University building design highlights warmth, functionality, and bioretention

The University of Massachusetts Amherst’s School of Public Health & Health Services (SPHHS) building is being constructed. Image courtesy Leers Weinzapfel Associates

The University of Massachusetts Amherst’s School of Public Health & Health Services (SPHHS) building is currently under construction.

The 2,489 m2 (26,800 sf) project will include team-based learning classrooms, seminar rooms, collaboration spaces, advising offices, and, at its center, a school-wide common space overlooking an exterior entry plaza.

Currently, SPHHS’s learning spaces are dispersed on the campus. The school’s new HUB project, designed by Leers Weinzapfel Architects, will create a unified gathering place.

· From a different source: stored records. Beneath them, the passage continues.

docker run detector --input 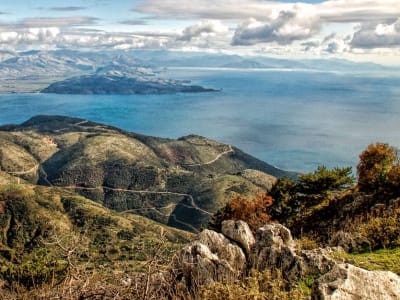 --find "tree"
[270,166,354,223]
[298,166,354,195]
[209,194,273,232]
[357,143,398,193]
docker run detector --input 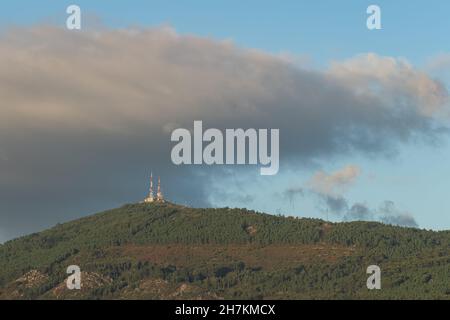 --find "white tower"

A large plaza between the new and existing buildings will open to the main campus to the south.

Mass timber structure and a wood stair will highlight the warm and inviting shared space.

A wildflower-lined bioretention system designed with a series of weirs and spillways daylights stormwater runoff, minimizing underground pipes and cisterns.

To enter, the visitor will pass through the shaded plaza, past the glazed common area, and into a link connecting the gym and the HUB.

The exterior envelope takes inspiration from the material palette of the adjacent Totman building.

The ground floor features warm-toned metal panels, while the upper floors feature light brick in a textured pattern, referencing the limestone pilasters that define the Totman entry.

Bird-friendly triple-glazing is used throughout, with deep vertical fins providing sunlight and glare control in the glazed common area.

The project is scheduled to be completed by 2026.